It really is amazing what we can learn from the people around us. From those close to us, those who teach, mentor and mold us. From family and friends, associates and co-workers, supervisors and subordinates, peers and colleagues. And yes, sometimes from those random strangers who briefly pass through our life and leave us better for the time and wisdom they shared. Met a guy the other day who did just that…it was 15 minutes of wisdom and the reminder of fundamentals I needed to hear.
Though I am a pretty loyal DIY sort, one thing on which I do splurge is a shoe shine. If there are two things I took from my Naval Service, it is a strong aversion to cruise ships and a healthy bias against shining my own dress shoes. I do shine my shoes, but I know a professional blows away my feeble skills. While between meetings, I spied the shoe shine stand and decided to stroll by. I was a potential customer, but I was not necessarily going specifically to get a shine.
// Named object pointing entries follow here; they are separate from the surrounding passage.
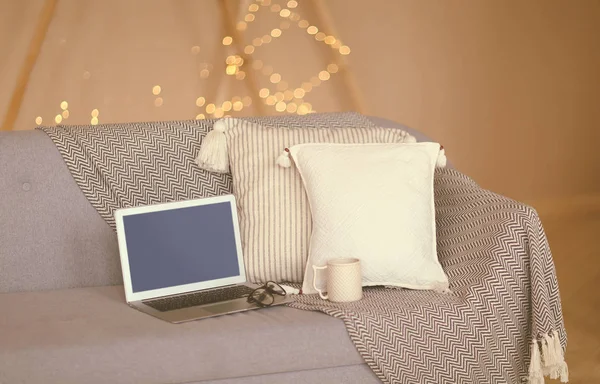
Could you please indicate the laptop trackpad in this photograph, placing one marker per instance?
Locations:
(231, 306)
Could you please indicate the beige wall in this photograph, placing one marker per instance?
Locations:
(511, 88)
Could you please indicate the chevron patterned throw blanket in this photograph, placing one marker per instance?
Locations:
(502, 322)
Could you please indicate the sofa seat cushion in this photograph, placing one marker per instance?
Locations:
(90, 335)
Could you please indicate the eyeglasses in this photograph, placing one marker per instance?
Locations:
(264, 295)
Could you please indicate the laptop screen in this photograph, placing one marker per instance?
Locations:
(180, 246)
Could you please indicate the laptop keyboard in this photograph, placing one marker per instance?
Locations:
(199, 298)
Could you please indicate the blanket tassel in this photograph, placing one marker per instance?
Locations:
(549, 362)
(213, 150)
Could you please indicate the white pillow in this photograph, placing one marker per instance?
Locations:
(373, 202)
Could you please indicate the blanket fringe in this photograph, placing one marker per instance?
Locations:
(550, 362)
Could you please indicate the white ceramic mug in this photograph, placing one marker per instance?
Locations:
(344, 280)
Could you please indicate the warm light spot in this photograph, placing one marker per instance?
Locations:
(267, 70)
(292, 107)
(231, 70)
(299, 93)
(302, 110)
(275, 78)
(312, 30)
(282, 86)
(257, 64)
(324, 75)
(307, 87)
(280, 107)
(263, 93)
(238, 105)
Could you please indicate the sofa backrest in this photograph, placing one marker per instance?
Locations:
(50, 235)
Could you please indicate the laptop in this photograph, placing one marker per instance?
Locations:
(183, 261)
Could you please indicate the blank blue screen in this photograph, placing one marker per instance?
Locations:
(180, 246)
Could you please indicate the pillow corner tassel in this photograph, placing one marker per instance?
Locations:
(284, 160)
(213, 150)
(441, 160)
(535, 365)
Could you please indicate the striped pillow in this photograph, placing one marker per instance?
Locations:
(273, 209)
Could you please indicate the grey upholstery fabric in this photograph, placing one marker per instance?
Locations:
(352, 374)
(50, 235)
(89, 335)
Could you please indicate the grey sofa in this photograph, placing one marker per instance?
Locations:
(63, 317)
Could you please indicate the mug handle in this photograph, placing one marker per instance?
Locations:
(315, 268)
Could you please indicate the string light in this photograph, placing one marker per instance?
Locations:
(263, 93)
(285, 99)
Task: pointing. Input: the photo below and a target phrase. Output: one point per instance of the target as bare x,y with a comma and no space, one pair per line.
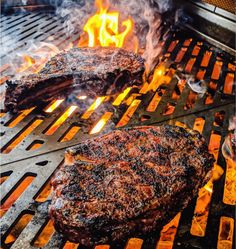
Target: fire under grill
33,142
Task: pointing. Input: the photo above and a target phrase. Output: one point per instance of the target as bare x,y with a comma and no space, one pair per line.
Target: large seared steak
85,71
128,182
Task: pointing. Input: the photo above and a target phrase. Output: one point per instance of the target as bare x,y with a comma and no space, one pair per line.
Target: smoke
75,14
153,20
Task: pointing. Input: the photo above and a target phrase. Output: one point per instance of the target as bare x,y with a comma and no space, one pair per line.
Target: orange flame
103,28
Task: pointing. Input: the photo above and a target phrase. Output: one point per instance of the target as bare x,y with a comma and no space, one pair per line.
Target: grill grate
33,142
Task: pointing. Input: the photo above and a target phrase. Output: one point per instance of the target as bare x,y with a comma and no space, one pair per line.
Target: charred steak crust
128,182
86,71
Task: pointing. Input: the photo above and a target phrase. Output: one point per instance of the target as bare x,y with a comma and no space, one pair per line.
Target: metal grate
33,142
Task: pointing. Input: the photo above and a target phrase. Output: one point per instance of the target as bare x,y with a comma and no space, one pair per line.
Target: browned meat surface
128,182
85,71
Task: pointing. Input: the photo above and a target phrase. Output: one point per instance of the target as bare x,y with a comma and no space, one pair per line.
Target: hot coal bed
33,141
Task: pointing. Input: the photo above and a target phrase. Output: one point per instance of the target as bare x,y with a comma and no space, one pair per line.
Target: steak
79,71
128,182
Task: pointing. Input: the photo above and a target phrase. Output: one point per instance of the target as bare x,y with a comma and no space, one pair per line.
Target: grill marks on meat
127,182
85,71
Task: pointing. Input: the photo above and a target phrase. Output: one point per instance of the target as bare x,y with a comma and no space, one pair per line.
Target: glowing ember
121,97
129,113
101,123
93,107
61,120
134,243
103,28
20,117
226,233
157,76
82,97
53,105
168,233
28,62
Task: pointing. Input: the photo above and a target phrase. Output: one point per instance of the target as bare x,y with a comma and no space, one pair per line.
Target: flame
28,62
103,28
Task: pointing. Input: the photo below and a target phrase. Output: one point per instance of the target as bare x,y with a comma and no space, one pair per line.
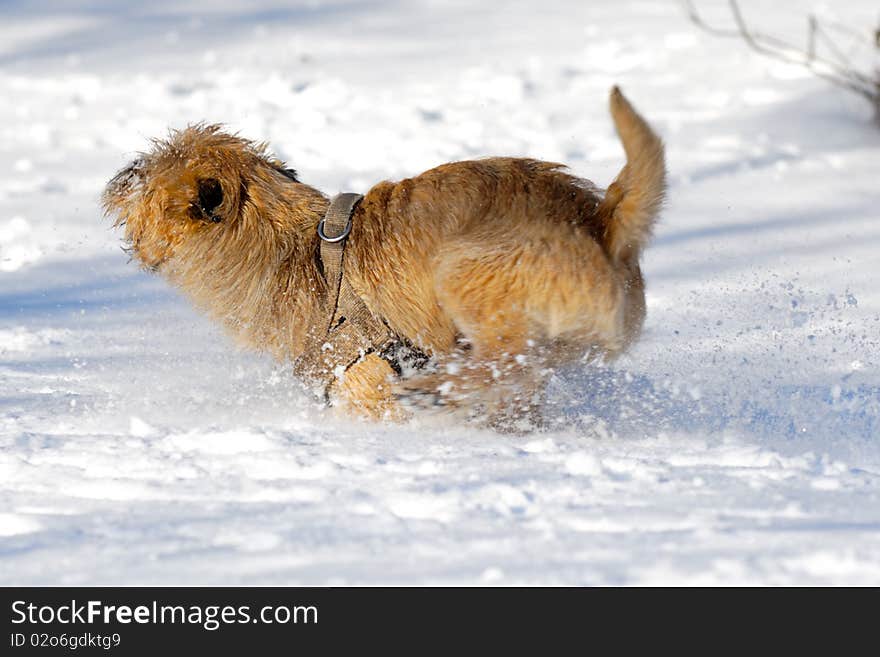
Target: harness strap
351,330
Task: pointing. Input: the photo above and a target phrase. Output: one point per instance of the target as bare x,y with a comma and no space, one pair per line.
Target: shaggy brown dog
497,269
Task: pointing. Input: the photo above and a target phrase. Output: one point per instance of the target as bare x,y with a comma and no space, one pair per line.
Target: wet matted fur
500,269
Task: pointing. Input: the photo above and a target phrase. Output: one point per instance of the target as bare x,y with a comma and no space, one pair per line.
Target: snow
738,443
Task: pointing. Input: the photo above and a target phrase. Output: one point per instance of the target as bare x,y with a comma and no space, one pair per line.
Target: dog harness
351,330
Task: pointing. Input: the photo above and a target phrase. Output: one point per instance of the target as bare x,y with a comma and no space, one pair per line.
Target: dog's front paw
422,393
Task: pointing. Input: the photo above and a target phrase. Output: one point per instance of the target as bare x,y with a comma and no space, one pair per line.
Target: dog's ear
209,199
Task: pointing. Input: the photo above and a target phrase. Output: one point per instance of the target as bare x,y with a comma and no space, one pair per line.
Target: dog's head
194,187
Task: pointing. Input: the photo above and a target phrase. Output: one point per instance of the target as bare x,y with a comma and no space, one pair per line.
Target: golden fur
498,268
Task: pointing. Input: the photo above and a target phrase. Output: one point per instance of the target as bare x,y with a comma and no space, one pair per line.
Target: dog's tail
633,200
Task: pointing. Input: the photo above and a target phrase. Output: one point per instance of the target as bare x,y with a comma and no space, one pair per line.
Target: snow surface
738,443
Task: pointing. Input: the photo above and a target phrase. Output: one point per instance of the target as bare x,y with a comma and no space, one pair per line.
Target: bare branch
838,70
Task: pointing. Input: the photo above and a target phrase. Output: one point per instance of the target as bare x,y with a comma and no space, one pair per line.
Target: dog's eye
210,196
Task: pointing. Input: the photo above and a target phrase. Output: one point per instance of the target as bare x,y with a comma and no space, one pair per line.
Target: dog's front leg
366,388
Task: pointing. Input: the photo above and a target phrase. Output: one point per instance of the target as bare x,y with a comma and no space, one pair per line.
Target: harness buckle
337,238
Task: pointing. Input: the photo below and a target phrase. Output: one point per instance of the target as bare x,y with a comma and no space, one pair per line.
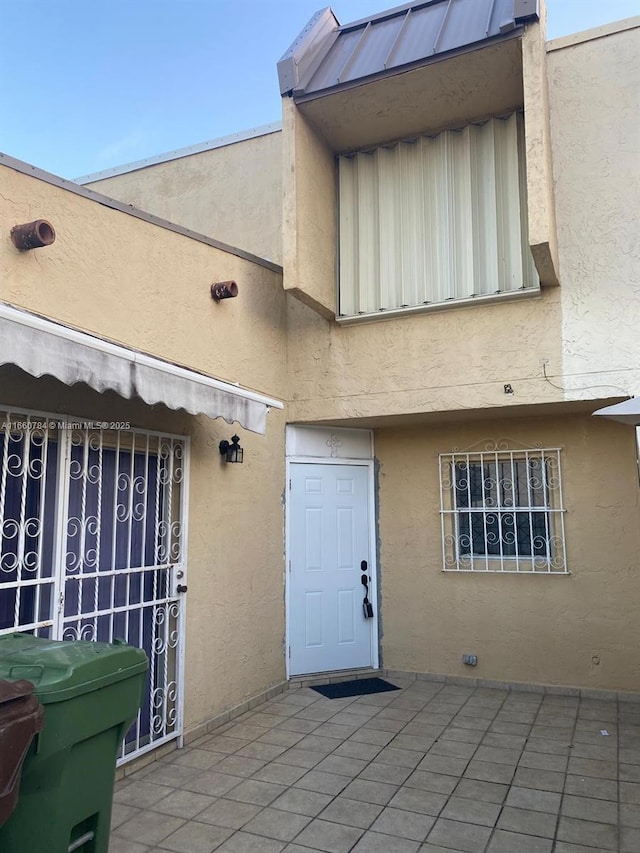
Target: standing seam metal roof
326,56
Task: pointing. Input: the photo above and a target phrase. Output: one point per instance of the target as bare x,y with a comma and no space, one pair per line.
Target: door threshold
309,679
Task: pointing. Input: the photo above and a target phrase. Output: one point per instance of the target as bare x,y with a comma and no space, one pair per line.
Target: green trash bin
91,693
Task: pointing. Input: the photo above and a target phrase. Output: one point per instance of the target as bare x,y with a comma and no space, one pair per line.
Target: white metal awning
42,347
627,412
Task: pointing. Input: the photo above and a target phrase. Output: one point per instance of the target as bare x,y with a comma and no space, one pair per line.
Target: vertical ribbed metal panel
435,219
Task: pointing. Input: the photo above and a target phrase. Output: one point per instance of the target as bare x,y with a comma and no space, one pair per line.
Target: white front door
329,555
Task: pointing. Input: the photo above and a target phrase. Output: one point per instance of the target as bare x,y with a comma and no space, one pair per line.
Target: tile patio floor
433,768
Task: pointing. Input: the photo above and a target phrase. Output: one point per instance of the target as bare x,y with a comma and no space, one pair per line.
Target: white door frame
373,565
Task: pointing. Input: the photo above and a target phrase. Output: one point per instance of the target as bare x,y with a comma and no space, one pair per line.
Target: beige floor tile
229,813
196,837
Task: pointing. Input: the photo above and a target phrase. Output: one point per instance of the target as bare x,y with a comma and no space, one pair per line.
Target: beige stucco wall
232,192
540,200
148,288
538,629
458,359
594,85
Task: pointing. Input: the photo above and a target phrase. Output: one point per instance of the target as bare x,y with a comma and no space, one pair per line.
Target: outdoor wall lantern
223,290
231,451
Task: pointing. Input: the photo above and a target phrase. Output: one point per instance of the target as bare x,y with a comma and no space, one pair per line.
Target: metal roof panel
405,35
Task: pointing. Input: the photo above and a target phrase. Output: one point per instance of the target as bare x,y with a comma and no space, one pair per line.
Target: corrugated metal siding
408,35
435,218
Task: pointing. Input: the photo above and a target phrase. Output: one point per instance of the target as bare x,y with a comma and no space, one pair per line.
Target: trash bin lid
61,670
12,690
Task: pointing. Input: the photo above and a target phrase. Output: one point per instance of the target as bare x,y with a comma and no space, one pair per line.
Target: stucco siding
579,629
595,122
452,360
148,288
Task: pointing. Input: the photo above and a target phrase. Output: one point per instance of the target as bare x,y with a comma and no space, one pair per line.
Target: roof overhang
40,347
627,412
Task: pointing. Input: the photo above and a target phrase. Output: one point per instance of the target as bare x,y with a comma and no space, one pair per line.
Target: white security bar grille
502,511
92,547
433,219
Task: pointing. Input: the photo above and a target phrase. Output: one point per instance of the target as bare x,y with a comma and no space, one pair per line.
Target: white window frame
502,511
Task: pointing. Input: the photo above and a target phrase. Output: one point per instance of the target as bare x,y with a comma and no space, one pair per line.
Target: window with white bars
433,219
92,544
502,511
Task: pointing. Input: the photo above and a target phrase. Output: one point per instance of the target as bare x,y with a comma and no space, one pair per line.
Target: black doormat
358,687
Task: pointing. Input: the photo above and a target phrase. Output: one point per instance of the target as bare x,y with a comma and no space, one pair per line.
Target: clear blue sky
89,84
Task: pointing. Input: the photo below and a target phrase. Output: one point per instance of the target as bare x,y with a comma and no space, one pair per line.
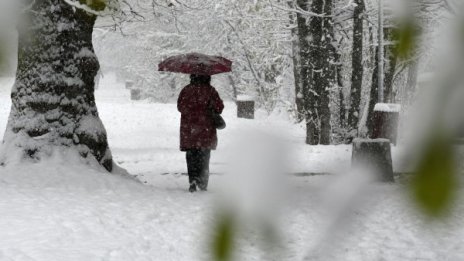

I would see what happened.
What happened was I got one heck of a shoe shine and one hell of a reminder of what really matters in business and in life. All this from a 15 minute chat with the shoe shine guy. What seemed to be general banter was really great insight and wisdom.
Here are a few things the shoe shine guy taught me about business:
1 – Ask for the Business. He asked for my business. He saw me in a suit, with shoes that needed attention. I was a potential client. He made the pitch. Business 101…cannot make a sale without asking the question.
1A – Identify the need…to the client. He saw my shoes needed attention and he pointed it out to me. Did I want to hear the message – no. I did however need to hear the message. I had a deficiency that needed addressed.
2 – The initial “no” might not be the final answer. He acknowledged my decline of service, but then he politely reminded me again that in fact I had a need that should be addressed. No one likes to hear bad news, but sometimes we have to hear it.
3 – Close the deal. Gaining interest is not closing the deal. He ensured I did not slip away. He quickly and skillfully built what we had rapidly established: an identified need and the prospects acknowledgement that the need requied action. He then gained my committment to buy.
4 – Service after the sale. Not only did he do good work, he did it with pride and enthusiasm. He made me feel special, as if I was the only reason his business existed.
Then there were the Life Lessons courtesy of the shoe shine guy:
1 – The Little Things Matter. It is the little things that set us apart. They are the differentiator.
2 – Attention to Detail…it tells you a lot about a person.
3 – Take Care of Things…they last longer.
4 – Appearances Matter. It is not about being attractive, it is about wearing clean clothes, brushing your teeth, combing your hair and yes, shining your shoes.
5 – Values. People will spend hundreds if not thousands on suits and ties, time pieces and jewelry yet will not take the time to polish their shoes? As the man said, “what are they thinking? If I notice it, what do their clients think? Their boss?” Guy was right.
I failed to get the gentleman’s name, but I will never forget him. What really stuck with me is that he was not particularly old. Actually he was 34, married with a young daughter. He was clearly proud of his family and is striving to provide for them on a material level. Shining shoes is a tough way to make a go of things. Especially so in a city like Chicago. However tight it might be for them on the material front, I am absolutely positive his family has an abundance of wisdom, pride and love.
Though he taught me so much, it was the fundamentals that really linger. Strip all the above away, and the man was nice, warm and engaging. On the business front, he was a professional. He took pride in his work and he treated his craft, his clients and himself with respect and dignity. I saw a ton of business people around me those two days in Chicago, most of whom I am sure are making much more than the guy at the shoe shine stand. However, precious few were as polished and professional, or took the pride in their work, as the guy working the shoe shine stand at the Palmer House.